Sunday, September 14, 2008

I made it!

 I just survived my first week of classes at Columbia Theological Seminary and I'm heading into another one. We've already had two quizzes in Hebrew, plus for my Wednesday class we're preparing a group presentation. I'm so excited about all of my classes. Old Testament has turned out to be more than a bible study, more than a history class, something more like Bible enrichment and history of theology. For my first elective I chose a seminar on worship and music. I'm excited about the way we will look at the history of worship in the church and how to find direction for churches in today's world--I know sounds right up my alley, huh? The best part though is that we have to do a project and write a paper, both of which scare me a little bit, but at the same time I was hoping one semester during my studies here to take an independent study in worship to do just this, and now I will be able to do it for a class with the help of others and then present it to people who could possibly use it. My other elective, another seminar, takes a look at the possible ways that a church can take on "public ministry." The professors presented an interesting syllabus to us, showing how we will learn about theory and then have to apply it to a congregation which we will study. I can't tell you how blessed I feel to be passionate about everything I'm studying. Discovering the meanings of Hebrew words and their double or sometimes multiple meanings, learning to read and asses the strength of activities in an average church congregation, being forced to think about theology and worship and God's abounding grace and love as I drink everything in from the wonder surrounding me.
 And yet that's only looking at my academic life. For the last two years, socializing always felt like work; some cultural or language barriers inhibited either myself or my friends. The "work" of friendship never feels wasted and becomes very gratifying, but still, it's always hard.
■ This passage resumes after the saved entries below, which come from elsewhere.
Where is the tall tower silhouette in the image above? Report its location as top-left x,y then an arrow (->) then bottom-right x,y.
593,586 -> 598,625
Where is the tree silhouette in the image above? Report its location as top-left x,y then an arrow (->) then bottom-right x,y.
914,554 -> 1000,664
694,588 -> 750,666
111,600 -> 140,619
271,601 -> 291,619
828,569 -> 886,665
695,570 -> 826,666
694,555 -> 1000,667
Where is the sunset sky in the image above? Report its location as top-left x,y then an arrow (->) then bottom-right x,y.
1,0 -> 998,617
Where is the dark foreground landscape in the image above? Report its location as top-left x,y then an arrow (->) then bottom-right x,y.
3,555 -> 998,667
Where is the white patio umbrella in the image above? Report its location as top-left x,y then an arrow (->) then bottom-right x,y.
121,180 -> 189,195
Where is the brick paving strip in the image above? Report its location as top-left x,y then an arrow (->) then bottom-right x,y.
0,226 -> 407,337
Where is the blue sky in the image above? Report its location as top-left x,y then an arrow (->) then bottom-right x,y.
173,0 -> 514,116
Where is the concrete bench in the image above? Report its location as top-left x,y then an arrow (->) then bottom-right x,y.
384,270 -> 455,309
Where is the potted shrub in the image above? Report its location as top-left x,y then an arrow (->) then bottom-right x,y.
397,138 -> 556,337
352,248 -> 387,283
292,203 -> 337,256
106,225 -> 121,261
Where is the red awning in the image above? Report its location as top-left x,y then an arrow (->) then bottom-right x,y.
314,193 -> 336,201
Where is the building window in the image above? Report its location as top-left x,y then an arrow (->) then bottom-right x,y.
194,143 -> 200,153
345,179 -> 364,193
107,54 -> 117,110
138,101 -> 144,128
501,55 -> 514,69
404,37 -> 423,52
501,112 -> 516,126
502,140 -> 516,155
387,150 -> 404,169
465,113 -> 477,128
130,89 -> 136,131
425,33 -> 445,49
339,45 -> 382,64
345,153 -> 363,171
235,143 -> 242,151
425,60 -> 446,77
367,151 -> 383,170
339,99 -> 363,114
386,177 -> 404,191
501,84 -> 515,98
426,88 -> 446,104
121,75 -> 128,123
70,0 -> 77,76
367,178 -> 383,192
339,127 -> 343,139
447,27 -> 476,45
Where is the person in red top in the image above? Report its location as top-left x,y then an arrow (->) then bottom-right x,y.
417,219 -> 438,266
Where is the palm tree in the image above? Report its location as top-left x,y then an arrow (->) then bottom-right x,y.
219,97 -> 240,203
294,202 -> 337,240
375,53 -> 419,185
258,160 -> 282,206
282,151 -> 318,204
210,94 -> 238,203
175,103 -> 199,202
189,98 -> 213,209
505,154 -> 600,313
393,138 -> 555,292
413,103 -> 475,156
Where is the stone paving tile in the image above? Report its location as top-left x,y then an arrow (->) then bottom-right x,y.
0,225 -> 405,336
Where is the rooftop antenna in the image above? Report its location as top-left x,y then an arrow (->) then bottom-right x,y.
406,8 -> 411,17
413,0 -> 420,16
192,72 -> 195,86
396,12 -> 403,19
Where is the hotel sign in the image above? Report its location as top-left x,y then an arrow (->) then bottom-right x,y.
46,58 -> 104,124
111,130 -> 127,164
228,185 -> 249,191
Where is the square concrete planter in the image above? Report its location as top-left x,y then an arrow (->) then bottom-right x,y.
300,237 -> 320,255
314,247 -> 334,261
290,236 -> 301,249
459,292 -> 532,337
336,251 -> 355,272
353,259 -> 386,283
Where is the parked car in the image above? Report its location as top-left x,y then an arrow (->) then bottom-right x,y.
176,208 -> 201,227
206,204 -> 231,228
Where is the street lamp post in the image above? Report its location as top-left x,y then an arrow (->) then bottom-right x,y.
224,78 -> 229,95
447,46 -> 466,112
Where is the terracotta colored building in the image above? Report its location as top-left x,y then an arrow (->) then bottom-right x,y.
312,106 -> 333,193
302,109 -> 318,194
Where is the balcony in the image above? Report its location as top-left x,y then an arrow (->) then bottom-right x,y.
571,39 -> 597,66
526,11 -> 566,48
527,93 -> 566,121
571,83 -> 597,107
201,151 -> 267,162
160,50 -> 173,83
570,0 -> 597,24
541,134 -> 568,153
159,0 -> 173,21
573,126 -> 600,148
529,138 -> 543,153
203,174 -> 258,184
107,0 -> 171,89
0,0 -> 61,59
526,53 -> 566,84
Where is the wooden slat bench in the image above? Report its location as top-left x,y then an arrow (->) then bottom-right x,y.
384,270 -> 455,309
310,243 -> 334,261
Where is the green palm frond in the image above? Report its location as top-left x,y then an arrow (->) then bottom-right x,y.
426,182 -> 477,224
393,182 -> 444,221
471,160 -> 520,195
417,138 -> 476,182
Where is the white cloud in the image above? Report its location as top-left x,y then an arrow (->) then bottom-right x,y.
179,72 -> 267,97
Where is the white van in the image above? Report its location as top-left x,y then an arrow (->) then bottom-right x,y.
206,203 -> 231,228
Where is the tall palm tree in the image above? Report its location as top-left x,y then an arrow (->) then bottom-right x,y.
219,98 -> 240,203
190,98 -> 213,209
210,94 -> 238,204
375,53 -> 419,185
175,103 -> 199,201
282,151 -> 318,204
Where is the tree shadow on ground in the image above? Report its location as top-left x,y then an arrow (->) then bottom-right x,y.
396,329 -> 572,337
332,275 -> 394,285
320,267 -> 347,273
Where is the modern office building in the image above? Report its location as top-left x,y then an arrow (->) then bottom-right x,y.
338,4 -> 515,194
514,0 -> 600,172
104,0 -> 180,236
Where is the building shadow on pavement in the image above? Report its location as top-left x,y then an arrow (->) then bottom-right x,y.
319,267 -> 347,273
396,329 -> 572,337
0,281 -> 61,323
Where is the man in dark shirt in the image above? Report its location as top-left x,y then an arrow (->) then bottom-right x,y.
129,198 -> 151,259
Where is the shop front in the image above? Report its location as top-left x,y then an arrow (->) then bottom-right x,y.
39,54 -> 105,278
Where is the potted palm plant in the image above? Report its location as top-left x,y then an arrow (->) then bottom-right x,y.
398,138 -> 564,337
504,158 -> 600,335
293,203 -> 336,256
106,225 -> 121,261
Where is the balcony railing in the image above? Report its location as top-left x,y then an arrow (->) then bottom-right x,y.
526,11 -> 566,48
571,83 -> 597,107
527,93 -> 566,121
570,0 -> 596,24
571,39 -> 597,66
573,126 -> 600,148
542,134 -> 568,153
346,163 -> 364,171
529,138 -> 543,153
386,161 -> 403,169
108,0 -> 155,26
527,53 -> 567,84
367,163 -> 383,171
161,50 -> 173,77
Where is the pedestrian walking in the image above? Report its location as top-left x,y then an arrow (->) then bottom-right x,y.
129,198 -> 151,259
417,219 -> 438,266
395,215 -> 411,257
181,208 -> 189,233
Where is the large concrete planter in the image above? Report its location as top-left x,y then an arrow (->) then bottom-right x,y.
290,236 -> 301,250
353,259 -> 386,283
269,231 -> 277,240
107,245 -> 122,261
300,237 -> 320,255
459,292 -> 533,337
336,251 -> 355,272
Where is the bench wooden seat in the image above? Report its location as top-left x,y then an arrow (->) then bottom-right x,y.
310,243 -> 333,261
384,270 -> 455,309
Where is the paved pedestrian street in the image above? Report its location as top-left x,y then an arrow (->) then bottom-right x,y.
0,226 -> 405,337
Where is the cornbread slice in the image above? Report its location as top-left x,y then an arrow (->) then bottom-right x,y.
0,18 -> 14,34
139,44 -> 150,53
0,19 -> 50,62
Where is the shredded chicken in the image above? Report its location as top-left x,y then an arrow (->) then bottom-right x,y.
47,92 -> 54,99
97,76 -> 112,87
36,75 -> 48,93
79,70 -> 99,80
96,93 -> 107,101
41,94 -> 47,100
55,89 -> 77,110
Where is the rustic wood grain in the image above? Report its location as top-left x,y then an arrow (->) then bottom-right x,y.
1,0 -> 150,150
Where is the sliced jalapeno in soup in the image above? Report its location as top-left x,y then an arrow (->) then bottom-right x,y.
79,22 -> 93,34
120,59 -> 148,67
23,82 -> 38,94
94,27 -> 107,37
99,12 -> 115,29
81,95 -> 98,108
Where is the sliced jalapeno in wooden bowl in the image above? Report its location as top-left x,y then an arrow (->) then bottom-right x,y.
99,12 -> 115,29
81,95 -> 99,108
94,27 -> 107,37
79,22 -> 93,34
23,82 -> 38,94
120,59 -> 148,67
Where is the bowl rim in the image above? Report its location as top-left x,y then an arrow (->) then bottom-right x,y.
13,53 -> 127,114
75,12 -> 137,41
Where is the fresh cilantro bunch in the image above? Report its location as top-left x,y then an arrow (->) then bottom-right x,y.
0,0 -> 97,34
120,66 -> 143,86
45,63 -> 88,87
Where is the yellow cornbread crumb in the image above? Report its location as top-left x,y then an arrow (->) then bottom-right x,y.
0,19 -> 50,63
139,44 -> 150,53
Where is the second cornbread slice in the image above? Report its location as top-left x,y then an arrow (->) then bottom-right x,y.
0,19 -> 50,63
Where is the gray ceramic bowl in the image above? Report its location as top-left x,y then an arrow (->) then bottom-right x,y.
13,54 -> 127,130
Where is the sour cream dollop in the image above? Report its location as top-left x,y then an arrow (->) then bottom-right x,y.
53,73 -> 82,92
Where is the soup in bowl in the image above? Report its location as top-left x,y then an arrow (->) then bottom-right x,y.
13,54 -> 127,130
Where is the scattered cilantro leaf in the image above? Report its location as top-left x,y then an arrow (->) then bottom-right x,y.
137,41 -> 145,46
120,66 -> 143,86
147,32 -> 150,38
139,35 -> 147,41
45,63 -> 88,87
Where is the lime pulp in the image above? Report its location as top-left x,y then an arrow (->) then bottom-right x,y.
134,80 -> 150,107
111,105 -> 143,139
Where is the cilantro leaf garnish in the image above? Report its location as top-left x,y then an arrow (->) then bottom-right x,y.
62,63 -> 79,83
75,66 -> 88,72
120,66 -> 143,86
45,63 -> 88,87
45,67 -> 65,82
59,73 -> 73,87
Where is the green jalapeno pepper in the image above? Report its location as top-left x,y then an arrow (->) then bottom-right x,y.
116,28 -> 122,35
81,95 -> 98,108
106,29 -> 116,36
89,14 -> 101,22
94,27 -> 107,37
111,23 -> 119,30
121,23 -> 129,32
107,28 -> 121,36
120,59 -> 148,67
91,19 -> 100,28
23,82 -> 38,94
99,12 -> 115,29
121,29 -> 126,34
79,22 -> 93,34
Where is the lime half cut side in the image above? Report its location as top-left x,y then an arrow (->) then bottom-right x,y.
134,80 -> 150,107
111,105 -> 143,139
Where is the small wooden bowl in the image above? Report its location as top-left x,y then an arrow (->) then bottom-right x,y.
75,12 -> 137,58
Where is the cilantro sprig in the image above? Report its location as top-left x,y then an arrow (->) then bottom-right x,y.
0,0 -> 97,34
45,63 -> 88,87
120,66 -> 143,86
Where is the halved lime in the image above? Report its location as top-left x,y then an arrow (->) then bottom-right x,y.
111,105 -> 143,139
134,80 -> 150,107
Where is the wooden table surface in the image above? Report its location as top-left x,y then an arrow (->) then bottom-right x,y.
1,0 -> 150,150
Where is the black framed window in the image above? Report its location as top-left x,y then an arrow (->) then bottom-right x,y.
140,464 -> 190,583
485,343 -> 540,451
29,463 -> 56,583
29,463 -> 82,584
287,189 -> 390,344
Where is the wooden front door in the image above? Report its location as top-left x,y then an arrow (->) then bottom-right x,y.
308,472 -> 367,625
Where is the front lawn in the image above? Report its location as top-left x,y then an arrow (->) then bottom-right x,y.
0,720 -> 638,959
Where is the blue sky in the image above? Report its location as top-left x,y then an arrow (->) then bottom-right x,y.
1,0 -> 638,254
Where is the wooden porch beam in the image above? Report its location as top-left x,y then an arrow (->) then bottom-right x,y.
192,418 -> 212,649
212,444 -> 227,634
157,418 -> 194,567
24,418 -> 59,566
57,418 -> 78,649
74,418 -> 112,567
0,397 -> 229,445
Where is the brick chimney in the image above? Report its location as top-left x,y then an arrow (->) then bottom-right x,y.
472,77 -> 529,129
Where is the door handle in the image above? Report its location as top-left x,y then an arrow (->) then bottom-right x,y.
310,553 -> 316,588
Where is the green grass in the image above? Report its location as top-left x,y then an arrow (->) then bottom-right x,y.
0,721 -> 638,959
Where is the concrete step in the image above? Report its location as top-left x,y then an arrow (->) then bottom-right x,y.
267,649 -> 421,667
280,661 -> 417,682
So here I am, living on campus in the building in these pictures with several of the other students in my classes and in the community of roughly 300 students. We eat together, laugh together, study together, and pray together. I've been attending a 6:30am prayer service M-F, MTThF we have worship at 10am followed by fellowship and coffee at 10:30. You all know me and how I love routine and especially eating and waking at the same time. I've been eating with my friends in the refectory(shown here, no,that's not a foto from HP), whether I enjoy their good meals or bring my own, we enjoy each other's company and get to know new people. Wednesday night we had an awesome semi-spontaneous improvisation class lead by some of my fellow seminarians. Imagine "Who's line" where all ten of us were just getting up and taking turns in the game. Incredible, my friends are Hilarious! Plus, I will be part of a woman's bible study and an "intentional community"--something like a bible study, but God's blessings abound everywhere in my life. I could not ask for more.